Depois de concluir seus estudos básicos, Aristarco Pessoa ingressou no Exército, tornando-se aspirante em 2 de fevereiro de 1907. Promovido a segundo-tenente em dezembro do ano seguinte, participou, em fins de 1912 e início de 1914, de duas expedições militares enviadas para sufocar a rebelião popular de cunho messiânico que, entre 1912 e 1916, conflagrou a região do Contestado, situada na fronteira entre os estados do Paraná e Santa Catarina.
Em março de 1917 foi promovido a primeiro-tenente, passando a capitão em junho de 1921. Nessa patente, tomou parte na repressão à revolta do forte de Copacabana, no Rio, ocorrida em 5 de julho de 1922, que marcou o início do ciclo de revoltas tenentistas da década de 1920. Promovido a major em novembro de 1926 e a tenente-coronel em janeiro de 1930, no mês de outubro desse ano Aristarco comandou os contingentes revolucionários de Minas Gerais, substituindo o então capitão Leopoldo Néri da Fonseca, que recebera ordens para se deslocar para o Rio de Janeiro.
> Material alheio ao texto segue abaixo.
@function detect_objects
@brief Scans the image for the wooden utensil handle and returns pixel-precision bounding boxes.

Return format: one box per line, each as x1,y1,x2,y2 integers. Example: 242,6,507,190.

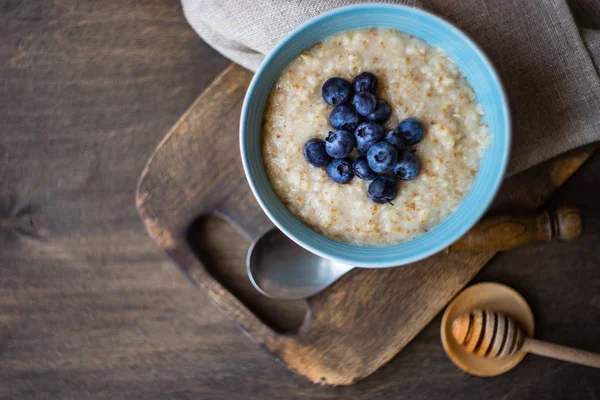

Em Minas, o conflito durou quatro dias, terminando com a rendição do 12º Regimento de Infantaria, último reduto legalista.
Em 15 de dezembro de 1930, Aristarco foi nomeado comandante do Corpo de Bombeiros do Rio de Janeiro, sendo promovido a coronel em maio de 1931. Permaneceu à frente dessa corporação durante quase 15 anos, até 31 de outubro de 1945. Faleceu em 1949.